В других странах Европы также возникли полуфашистские движения вроде бельгийских «рексистов» и румынской «Железной гвардии», в которых отчетливо проявился религиозный элемент[485]. В каждом случае были свои причины для возникновения подобных гибридов. За девяносто лет своего существования русская правая никуда не продвинулась. Она не пришла к демократии и не стала полностью фашистской. Но кое-какие перемены все же произошли: панславизм прошлого века в современном мире утратил свое значение и сменился русофильством. Некоторые московские интеллигенты многое заимствуют у неофашистской Nouvelle Droite. Подаются под новым соусом геополитика и евразийство, теория «жидомасонского заговора», переиначенная под «мондиализм», германская метафизическая философия, приправленная неоязычеством, но маловероятно, что они станут чем-то большим, нежели салонными играми горстки интеллигентов. Итак, русская правая не ушла далеко от «черной сотни», и тому есть исторические причины. Пока коммунизм был у власти и существовал Советский Союз, открытая проповедь расизма была невозможна. Даже во времена сталинизма она не совмещалась с марксизмом-ленинизмом. С точки зрения антикоммунизма это было бы самоубийством, ибо белые в конечном счете стояли за единую и неделимую Россию. Но вот коммунизм обанкротился, Советский Союз развалился, и возник политический вакуум. Не верится, однако, что его заполнят идеи русского фашистского движения. Советские руководители ограждали народ от избыточной информации о нацизме и итальянском фашизме: за полвека на эти темы было опубликовано всего несколько не очень внятных книг, а многие аспекты фашизма запрещено было даже упоминать. Но и самый неосведомленный русский знает, что Гитлер был плохим человеком, что нацисты считали русских (не только коммунистов) недочеловеками, убивали их миллионами и нанесли стране колоссальный ущерб. Все это укоренилось в народной памяти слишком глубоко, чтобы ныне можно было допустить возрождение нацизма. Самое большее, на что можно решиться (и это делается), — протащить национал-социализм через заднюю дверь, избегая всяких упоминаний о Гитлере, Муссолини и истории фашизма.

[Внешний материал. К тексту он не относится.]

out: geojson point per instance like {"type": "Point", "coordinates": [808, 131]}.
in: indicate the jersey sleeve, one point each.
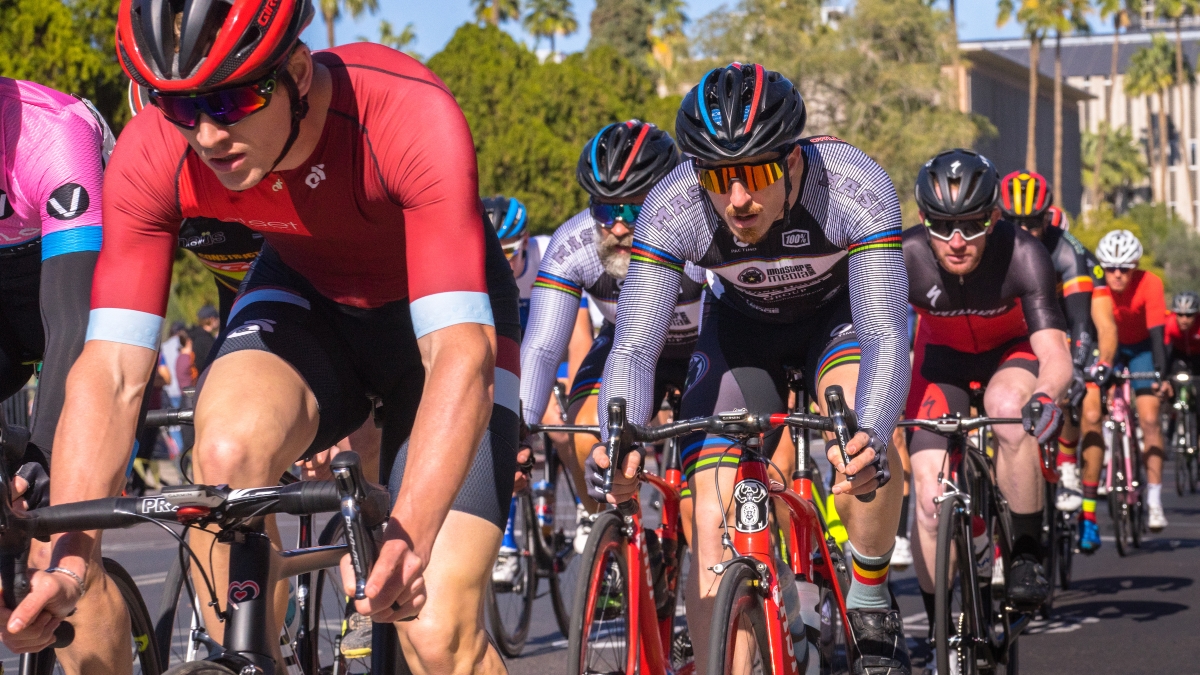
{"type": "Point", "coordinates": [129, 294]}
{"type": "Point", "coordinates": [61, 172]}
{"type": "Point", "coordinates": [553, 303]}
{"type": "Point", "coordinates": [430, 171]}
{"type": "Point", "coordinates": [864, 216]}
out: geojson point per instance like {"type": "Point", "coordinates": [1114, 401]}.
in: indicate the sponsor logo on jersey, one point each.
{"type": "Point", "coordinates": [69, 202]}
{"type": "Point", "coordinates": [751, 275]}
{"type": "Point", "coordinates": [796, 238]}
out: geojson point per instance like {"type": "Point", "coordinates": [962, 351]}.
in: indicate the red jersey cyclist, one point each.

Есть еще один фактор, затрудняющий проповедь чистокровного фашизма в сегодняшней России, и это, парадоксальным образом, — его сходство со сталинизмом. Русские ультраправые стоят за авторитарный режим, но культ личности, типа гитлеровского или сталинского, не может сегодня пропагандироваться в России — разве что среди самых отсталых слоев общества. То же самое, mutatis mutandis[486], относится и к «центральной роли» государственной партии — важной установке фашизма. У русских, во всяком случае на некоторое время, выработался иммунитет против «руководящей роли партии», под каким бы соусом она не подавалась. Дофашистские политические группы, подобные «черной сотне», существовали в разных странах, и у всех этих групп много общего. Уже упоминались их антилиберализм и антикапитализм. Они, как правило, военизированы и считают, что армии должна быть отведена центральная роль во внутренних и внешних делах. Другие типичные черты — миф об упадке и национальном возрождении, вера в органическое иерархическое государство, в исторический «особый путь» и историческую миссию.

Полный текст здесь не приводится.